Gigante asiática declara falência no Brasil, deixa apenas R$ 100 em conta e expõe rombo bilionário
O caso chocou o mercado, indignou credores e virou símbolo de um colapso silencioso. A POSCO, uma das maiores siderúrgicas do planeta, entrou em processo de falência envolvendo sua operação no Brasil deixando para trás bilhões de reais em dívidas — e um detalhe que parece inacreditável: apenas R$ 100 disponíveis em conta bancária.
O contraste entre o tamanho da empresa no cenário global e a situação financeira da subsidiária brasileira acendeu um alerta vermelho no Judiciário e no setor produtivo.

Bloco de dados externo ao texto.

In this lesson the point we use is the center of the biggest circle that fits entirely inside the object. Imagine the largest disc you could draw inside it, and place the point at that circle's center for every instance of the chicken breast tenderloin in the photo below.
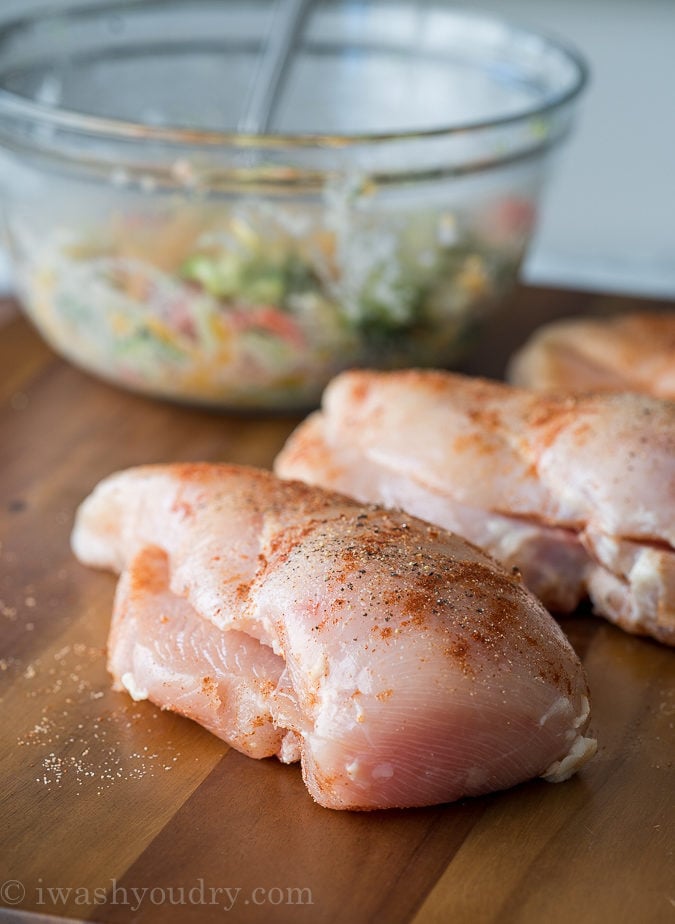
(397, 662)
(578, 492)
(633, 352)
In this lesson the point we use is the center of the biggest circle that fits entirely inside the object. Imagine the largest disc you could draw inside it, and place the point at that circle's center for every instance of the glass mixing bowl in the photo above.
(378, 220)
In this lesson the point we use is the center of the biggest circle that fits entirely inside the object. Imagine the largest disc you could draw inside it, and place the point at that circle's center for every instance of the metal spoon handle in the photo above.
(287, 24)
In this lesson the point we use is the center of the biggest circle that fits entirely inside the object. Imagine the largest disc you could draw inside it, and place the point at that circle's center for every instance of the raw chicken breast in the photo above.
(634, 352)
(576, 492)
(397, 662)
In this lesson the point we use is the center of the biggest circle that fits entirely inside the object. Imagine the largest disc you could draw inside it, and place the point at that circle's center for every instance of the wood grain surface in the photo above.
(114, 811)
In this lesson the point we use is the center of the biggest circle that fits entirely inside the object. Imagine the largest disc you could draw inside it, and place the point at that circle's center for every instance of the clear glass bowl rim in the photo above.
(14, 105)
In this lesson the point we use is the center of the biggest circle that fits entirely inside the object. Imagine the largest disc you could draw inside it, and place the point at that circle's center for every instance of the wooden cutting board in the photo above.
(115, 811)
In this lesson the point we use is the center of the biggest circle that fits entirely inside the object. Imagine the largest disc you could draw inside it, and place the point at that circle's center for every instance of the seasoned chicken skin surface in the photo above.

Bilhões a pagar, caixa simbólico
Segundo documentos do processo, quando a Justiça determinou o bloqueio de valores para garantir o pagamento mínimo aos credores, encontrou um saldo praticamente inexistente. O valor — R$ 100 — passou a representar, para muitos, o retrato de como grandes multinacionais podem esvaziar operações locais e deixar obrigações para trás.
As dívidas envolvem:
bancos e instituições financeiras;
fornecedores brasileiros;
contratos industriais e logísticos;
possíveis encargos trabalhistas e fiscais.
Enquanto isso, nenhum volume relevante de recursos foi localizado em nome da empresa no país.
Como uma gigante global chega a esse ponto?
Especialistas apontam que o caso revela uma prática comum em estruturas multinacionais complexas:
retirada gradual de capital da filial;
manutenção de operações com baixo patrimônio;
dependência total da matriz no exterior;
reorganizações societárias que dificultam a cobrança de dívidas.
Na prática, a empresa continua forte fora do Brasil — mas a operação local ficou sem lastro financeiro.
Fornecedores e trabalhadores no prejuízo
Pequenas e médias empresas que prestavam serviços à POSCO afirmam estar no limite. Muitas dependiam dos contratos para sobreviver e agora enfrentam risco real de quebrar.
Funcionários e sindicatos acompanham o caso com preocupação, temendo atrasos em verbas e anos de disputas judiciais.
“É impossível competir com uma multinacional que simplesmente some do país deixando só dívidas”, afirmou um credor.
Justiça apura possível blindagem patrimonial
O processo levanta suspeitas de blindagem de patrimônio e até fraude contra credores. A Justiça analisa se houve:
transferência irregular de ativos para o exterior;
esvaziamento proposital da subsidiária brasileira;
abuso da personalidade jurídica.
Caso irregularidades sejam comprovadas, a responsabilização pode alcançar administradores e controladores, inclusive fora do Brasil — algo raro, mas possível.
Um alerta para o Brasil
O episódio reacende um debate sensível:
o Brasil consegue se proteger quando gigantes estrangeiras quebram por aqui?
Especialistas defendem regras mais duras para:
exigir capital mínimo real de multinacionais;
proteger trabalhadores e fornecedores;
evitar que filiais operem apenas como “fachadas jurídicas”.
Um símbolo do colapso
O processo ainda deve se arrastar por anos. Recuperar valores no exterior é complexo, caro e incerto. Para muitos credores, a chance de receber é mínima.
Por enquanto, o caso já entrou para a história econômica recente com uma imagem difícil de esquecer:
Uma gigante global, bilhões em dívidas e apenas R$ 100 em caixa no Brasil.
Um lembrete brutal de que, quando grandes empresas caem, quem paga a conta quase sempre está do lado mais fraco.